Refinancing: A way of obtaining a better interest rate, lower monthly payments, or borrow cash on the equity in a property that has built up on a loan. A second loan is taken out to pay off the first, higher-rate loan.
Return Item: A negotiable instrument, principally a check that has been sent to a financial institution for collection and payment and is returned unpaid by the sending financial institution.
Revolving Credit: A credit agreement (typically a credit card) that allows a customer to borrow against a preapproved credit line when purchasing goods and services. The borrower is only billed for the amount that is actually borrowed plus any interest due. (Also called a charge account or open-end credit.)
Service Charge: A charge assessed by a depository institution for processing transactions and maintaining accounts.
Settlement (or Closing) Costs: Fees paid at a loan closing. It may include: application fees, title examination, abstract of title, title insurance, property survey fees; as well as fees for preparing deeds, mortgages, and the settlement documents.

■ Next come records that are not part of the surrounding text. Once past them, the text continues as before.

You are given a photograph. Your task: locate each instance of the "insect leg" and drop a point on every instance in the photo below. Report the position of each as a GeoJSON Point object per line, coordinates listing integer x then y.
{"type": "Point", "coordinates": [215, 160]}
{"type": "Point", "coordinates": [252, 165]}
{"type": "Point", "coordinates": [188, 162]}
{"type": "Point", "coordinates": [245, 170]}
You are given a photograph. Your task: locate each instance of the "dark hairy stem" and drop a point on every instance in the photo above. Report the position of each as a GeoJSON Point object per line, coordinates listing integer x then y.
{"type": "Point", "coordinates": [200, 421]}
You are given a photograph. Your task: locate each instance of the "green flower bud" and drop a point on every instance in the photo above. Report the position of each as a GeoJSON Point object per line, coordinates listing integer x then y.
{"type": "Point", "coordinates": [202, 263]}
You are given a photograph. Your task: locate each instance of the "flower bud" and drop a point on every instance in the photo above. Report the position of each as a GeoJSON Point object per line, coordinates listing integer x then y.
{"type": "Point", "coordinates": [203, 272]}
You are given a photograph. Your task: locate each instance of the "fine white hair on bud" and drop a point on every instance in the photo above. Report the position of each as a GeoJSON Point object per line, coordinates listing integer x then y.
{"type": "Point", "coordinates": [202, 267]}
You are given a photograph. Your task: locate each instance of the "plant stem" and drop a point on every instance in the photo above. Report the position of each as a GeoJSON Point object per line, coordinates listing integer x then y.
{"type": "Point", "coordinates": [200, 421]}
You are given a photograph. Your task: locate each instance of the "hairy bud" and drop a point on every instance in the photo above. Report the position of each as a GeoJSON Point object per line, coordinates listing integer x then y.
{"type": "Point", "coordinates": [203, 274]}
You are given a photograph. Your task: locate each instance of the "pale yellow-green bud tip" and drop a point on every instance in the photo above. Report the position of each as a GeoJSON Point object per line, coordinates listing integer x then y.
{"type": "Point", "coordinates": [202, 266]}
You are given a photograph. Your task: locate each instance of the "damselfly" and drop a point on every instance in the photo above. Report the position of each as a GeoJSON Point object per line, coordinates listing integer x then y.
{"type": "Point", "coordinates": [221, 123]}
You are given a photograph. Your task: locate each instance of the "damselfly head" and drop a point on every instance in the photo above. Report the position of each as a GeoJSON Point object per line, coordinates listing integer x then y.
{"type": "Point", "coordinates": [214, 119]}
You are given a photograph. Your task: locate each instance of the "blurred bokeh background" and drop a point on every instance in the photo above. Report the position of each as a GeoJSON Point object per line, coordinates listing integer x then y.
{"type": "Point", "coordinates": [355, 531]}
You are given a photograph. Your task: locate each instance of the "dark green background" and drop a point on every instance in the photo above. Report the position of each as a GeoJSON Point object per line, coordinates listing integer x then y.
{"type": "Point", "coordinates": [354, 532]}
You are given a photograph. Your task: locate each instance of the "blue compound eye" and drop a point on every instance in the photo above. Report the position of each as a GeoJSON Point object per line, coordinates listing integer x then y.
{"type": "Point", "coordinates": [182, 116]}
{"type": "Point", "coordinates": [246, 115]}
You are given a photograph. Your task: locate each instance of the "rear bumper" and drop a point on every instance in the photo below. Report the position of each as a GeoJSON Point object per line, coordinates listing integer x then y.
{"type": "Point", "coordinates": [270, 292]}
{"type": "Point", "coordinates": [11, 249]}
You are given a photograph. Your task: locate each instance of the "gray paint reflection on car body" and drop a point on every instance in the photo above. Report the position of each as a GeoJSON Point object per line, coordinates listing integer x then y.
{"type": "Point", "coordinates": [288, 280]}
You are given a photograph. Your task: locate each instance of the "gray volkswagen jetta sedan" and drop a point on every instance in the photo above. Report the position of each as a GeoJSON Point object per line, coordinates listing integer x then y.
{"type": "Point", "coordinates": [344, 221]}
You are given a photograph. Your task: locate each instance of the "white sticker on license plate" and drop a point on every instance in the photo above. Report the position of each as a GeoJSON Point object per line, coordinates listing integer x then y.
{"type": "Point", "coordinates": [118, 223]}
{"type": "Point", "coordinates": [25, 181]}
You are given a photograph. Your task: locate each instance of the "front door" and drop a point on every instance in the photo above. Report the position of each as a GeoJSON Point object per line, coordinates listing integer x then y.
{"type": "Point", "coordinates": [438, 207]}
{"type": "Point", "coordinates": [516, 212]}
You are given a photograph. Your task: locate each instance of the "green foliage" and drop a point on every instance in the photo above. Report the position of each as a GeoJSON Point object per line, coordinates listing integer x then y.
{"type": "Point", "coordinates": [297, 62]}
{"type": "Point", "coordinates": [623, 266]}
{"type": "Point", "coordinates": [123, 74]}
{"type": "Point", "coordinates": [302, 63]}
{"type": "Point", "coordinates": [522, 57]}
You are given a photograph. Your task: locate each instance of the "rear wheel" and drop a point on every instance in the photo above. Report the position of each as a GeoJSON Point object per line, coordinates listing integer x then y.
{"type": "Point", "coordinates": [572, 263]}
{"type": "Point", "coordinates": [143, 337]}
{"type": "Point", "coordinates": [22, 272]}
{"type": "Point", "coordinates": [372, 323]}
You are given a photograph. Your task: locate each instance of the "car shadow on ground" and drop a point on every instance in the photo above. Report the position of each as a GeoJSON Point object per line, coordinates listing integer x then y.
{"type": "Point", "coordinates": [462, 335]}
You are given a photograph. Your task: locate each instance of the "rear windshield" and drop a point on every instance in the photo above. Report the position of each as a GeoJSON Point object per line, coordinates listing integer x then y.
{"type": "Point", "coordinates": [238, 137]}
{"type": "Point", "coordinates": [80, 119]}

There may be: attorneys’ fees, recording fees, the estimated cost of taxes and insurance, and the notary, appraisal, and credit reporting fees.
Share Account: Credit unions call savings accounts share accounts because at a credit union you are a part owner of the credit union. For example, if you own a piece of a company you own a share of stock. If you have an account at a credit union, you have a share account.
Share Draft Account: Credit unions call checking accounts share draft accounts. Share draft accounts are a transaction accounts.
Stale-Dated Check: A check/share draft presented to a paying financial institution 180 days (6 months) or more after the original issue date. Financial institutions are not required by the Uniform Commercial Code to honor stale-dated checks/share drafts and can return them to the issuing financial institution unpaid. The maker of a check/share draft can discourage late presentment by writing the words “not good after X days” on the back of the check.
Statement: A summary of all transactions that occurred over the preceding month and could be associated with a deposit account or loan account.
Stop Payment: An order not to pay a check or share draft that has been issued but not yet cashed. If requested soon enough, the check will not be debited to the payer’s account. Most financial institutions charge a fee for this service.
Term: “Loan terms” refers to the terms and conditions involved when borrowing money. This can include the loan’s repayment period, the interest rate and fees associated with the loan, penalty fees borrowers might be charged, and any other special conditions that may apply.
Variable Rate: Any interest rate or dividend that changes on a periodic basis.
Wire Transfer: An electronic transfer of money from one person to another. A more narrow technical meaning, referring to one certain method of transferring funds, which usually involves an electronic transfer of funds from one credit union account to another.